On the contrary, Mila, I think you do have the words and what you wrote to him was just perfect. You refused to engage and threw a bit of confusion into his fog.
I zeroed in on him saying “I’m the same man I have always been.” Either that was a response to something you said to him once, which it may be, or else it’s from deep inside of him. However, this is a clear indication to me of him realizing he’s NOT the same man he always been and he’s confused. It’s like that old saying “thou doth protest too much.” If he thought he was the same man he always was, he would have no need to mention it. This is an insight into something he’s processing right now.
I think SCh has nailed it also, he is looking for acknowledgement that what he is doing is OK. And Eric is dead on with that analysis of the true meanings behind his spew.
Cyrena, love the “try on anger” angle, never thought of that.
Mila, you got some great, insightful responses to this situation.
I wonder, in fact, since my H is so stuck in NOT showing any anger, if I should poke the tiger after all… just so I can get what you got here, which is a CLEAR indication of where your H is.

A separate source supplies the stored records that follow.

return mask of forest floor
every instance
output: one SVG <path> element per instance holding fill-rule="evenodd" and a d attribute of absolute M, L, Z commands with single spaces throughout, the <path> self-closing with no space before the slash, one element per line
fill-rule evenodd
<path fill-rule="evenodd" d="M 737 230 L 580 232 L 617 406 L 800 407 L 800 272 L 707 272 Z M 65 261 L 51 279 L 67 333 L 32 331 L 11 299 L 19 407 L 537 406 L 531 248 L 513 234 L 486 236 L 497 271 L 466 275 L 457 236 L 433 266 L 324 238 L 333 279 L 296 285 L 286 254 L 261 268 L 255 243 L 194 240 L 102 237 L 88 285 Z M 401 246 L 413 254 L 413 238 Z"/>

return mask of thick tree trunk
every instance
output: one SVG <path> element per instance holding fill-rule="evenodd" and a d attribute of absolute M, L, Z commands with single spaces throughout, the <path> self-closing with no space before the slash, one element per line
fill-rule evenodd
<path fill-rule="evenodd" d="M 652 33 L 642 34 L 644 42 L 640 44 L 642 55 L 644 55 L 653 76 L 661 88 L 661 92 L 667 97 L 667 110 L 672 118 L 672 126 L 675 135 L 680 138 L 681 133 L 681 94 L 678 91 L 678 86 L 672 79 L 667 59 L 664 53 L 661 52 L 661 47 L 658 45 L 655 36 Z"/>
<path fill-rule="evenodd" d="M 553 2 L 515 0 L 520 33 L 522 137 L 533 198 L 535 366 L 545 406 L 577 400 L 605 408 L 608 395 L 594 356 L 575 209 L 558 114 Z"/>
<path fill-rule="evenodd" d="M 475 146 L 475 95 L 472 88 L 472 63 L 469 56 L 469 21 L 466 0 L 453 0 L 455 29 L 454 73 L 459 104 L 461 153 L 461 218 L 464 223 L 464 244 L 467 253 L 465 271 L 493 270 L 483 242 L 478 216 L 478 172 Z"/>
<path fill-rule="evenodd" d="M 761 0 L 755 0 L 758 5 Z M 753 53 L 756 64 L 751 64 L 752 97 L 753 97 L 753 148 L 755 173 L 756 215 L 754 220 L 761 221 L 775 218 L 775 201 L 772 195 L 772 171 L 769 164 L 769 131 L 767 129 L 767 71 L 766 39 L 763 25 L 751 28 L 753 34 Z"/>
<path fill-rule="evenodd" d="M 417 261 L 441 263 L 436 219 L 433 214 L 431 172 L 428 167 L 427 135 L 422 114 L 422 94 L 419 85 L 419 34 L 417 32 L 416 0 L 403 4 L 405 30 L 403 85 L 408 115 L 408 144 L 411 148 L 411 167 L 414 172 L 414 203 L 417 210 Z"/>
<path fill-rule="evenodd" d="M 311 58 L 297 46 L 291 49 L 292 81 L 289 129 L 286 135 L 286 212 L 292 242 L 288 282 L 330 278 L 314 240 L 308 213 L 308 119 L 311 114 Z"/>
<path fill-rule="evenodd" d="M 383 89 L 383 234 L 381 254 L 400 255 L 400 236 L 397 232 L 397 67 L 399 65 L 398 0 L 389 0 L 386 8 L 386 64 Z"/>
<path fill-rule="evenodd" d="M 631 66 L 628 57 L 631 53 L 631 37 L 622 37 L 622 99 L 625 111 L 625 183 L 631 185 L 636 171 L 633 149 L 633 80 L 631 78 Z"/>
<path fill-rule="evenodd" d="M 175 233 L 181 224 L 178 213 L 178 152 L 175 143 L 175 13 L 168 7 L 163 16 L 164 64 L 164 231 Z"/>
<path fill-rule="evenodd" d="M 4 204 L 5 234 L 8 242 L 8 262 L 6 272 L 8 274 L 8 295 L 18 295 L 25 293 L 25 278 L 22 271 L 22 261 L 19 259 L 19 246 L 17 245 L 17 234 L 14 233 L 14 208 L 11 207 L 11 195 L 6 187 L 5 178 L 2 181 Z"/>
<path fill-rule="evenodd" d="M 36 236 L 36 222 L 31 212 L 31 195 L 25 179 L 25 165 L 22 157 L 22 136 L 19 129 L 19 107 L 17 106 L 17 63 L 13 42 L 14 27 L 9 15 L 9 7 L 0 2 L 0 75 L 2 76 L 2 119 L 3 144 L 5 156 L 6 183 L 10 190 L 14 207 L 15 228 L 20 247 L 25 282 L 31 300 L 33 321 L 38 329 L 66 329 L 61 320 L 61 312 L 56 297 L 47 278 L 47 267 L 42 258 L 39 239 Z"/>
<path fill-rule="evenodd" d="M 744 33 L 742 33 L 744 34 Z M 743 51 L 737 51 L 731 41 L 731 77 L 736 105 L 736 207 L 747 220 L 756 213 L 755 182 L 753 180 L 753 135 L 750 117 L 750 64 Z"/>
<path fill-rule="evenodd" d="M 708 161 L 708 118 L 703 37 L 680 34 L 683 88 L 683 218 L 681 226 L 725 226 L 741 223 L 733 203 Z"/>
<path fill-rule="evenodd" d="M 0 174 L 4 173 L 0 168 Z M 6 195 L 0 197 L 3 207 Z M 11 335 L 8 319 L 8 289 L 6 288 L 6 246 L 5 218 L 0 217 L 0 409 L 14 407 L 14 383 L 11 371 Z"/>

This is good for you on one side, which is that you now have a milestone to remember, and people have done a great job of analyzing for you.
I know it hurts and you were stunned, but remember me and think about this... My H has shown NO indication of where he is and what he’s thinking. I’m totally left wondering constantly if he’s just moved on and forgotten me. He seems completely happy and has not in months said ANYTHING to me about anything to do with us. It’s like “us” never existed. You KNOW some of what’s going on with your H. I envy you, even in your pain, because to me, feeling anything in the way of feelings, even negative ones, would be better than this limbo and numbness.
I know that’s small consolation, but I threw it out there anyway. Hugs.